Mar 17, 2014
Early in March, two more women’s clinics closed in Texas – casualties of legislation aimed at denying women access to abortion. This brings to 11 the number of clinics closed in Texas since 2010, leaving only six where abortions can be provided – in this whole mammoth state, with its 270,000 square miles and its 26 million people.
The picture across the country as a whole is not all that different. In Mississippi, similar legislation has closed the very last women’s clinic. Alabama and Wisconsin have only two clinics left. Missouri has only one, and 23 different bills aimed at closing it have been introduced into the Missouri legislature.
It’s a concerted attack on working class and poor women, women who don’t have insurance coverage or much money. No matter what the law reads, wealthy women have always had access to abortions and other medical care.
But for many women, these clinics were their only life-line, offering not only abortion, but also contraception, cancer screening, blood pressure and diabetes screening, treatment for sexually transmitted diseases.
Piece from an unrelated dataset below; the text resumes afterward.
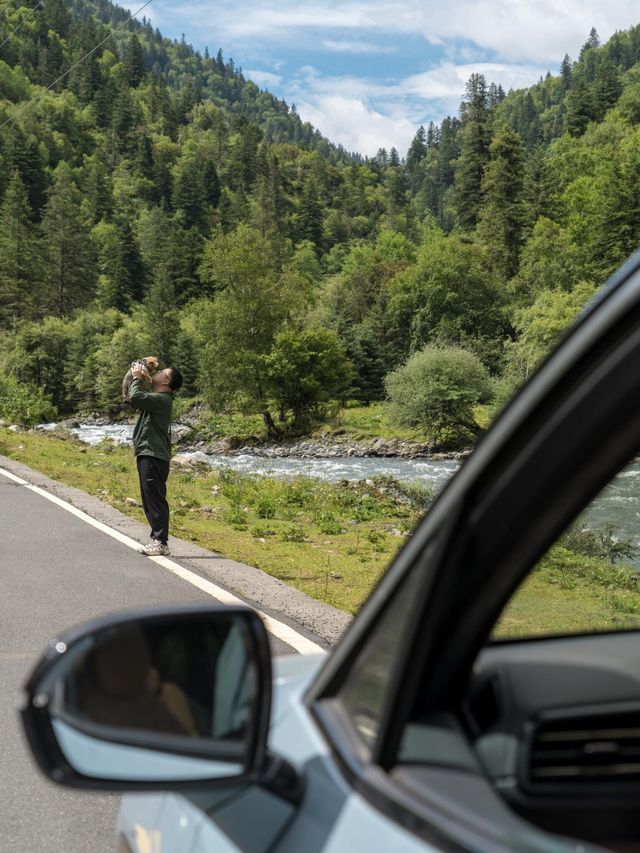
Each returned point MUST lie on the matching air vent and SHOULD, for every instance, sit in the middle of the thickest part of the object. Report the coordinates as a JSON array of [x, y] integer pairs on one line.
[[601, 749]]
Many states now require women’s clinics to be outfitted as though they were carrying out the kind of surgical procedures done only in hospitals – at the cost of millions of dollars per clinic, millions of dollars that the clinics don’t have. Such laws are not aimed at other clinics performing outpatient procedures, only at women’s clinics that perform abortions.
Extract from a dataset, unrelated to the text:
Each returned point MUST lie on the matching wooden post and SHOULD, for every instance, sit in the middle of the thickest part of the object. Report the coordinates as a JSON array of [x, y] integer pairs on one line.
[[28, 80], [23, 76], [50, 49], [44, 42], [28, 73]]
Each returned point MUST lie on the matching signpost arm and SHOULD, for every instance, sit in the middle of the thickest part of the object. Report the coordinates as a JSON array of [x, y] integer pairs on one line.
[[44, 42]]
The most cynical and depraved law is one that requires a doctor who serves in the clinics to have “admitting” privileges in a local hospital – that is, to be a local doctor.
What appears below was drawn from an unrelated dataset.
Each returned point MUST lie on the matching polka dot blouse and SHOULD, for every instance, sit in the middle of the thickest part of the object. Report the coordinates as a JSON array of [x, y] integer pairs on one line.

But few local doctors dare work in the women’s clinics because of the daily threat of violence. Doctors who perform abortions have found their homes firebombed, their children harassed or hurt. Some doctors have themselves been killed or maimed.
The legislation requiring local “admitting” privileges is a virulent bet that local doctors, facing terrorism from anti-abortion fanatics, will shut down.
Since 2010, thousands of bills aimed at eliminating women’s access to abortion have been offered into state legislatures around the country, with almost 200 of them already enacted.
These laws are not something coming up from the “grass roots.” In fact, for decades every poll has shown that a large majority of the population think women should have access to abortion.
No, the legislation introduced over the last few years by know-nothing state legislators is being mass produced and fed to them by a few extreme-right billionaires – people like the Koch brothers – who organized the American Legislative Exchange Council (ALEC).
Women are not the only target. ALEC has also mass produced bills aimed at making it difficult for people to register and vote; or the bills making it harder for workers to strike and organize unions; or bills attacking the pensions of public sector workers; or the laws whose aim is to push teachers aside, replacing them with untrained novices and a computer; or the stand-your-ground laws used to justify racist murder; or the laws attempting to criminalize immigrants who come here to work.
The attack on women’s right to abortion, as foul as it is, is part of a much larger attack on the whole laboring population, an attack being pushed by the right wing.
The right wing, endowed with money and privilege, spewing out backward religious ideas, is trying to mobilize parts of the population against other parts, attempting to keep its victims isolated from each other.
It should be obvious that the whole working class, if it continues to be quiet in the face of these attacks, will find itself pulled further backward, trampled down. The working class has no choice but to organize to defend its overall interests, including the specific interests of its various parts: women workers, immigrant workers, black workers, public sector workers, retirees and so on.
The extreme right is arming itself for battle. It would be an enormous mistake for the working class to ignore that fact.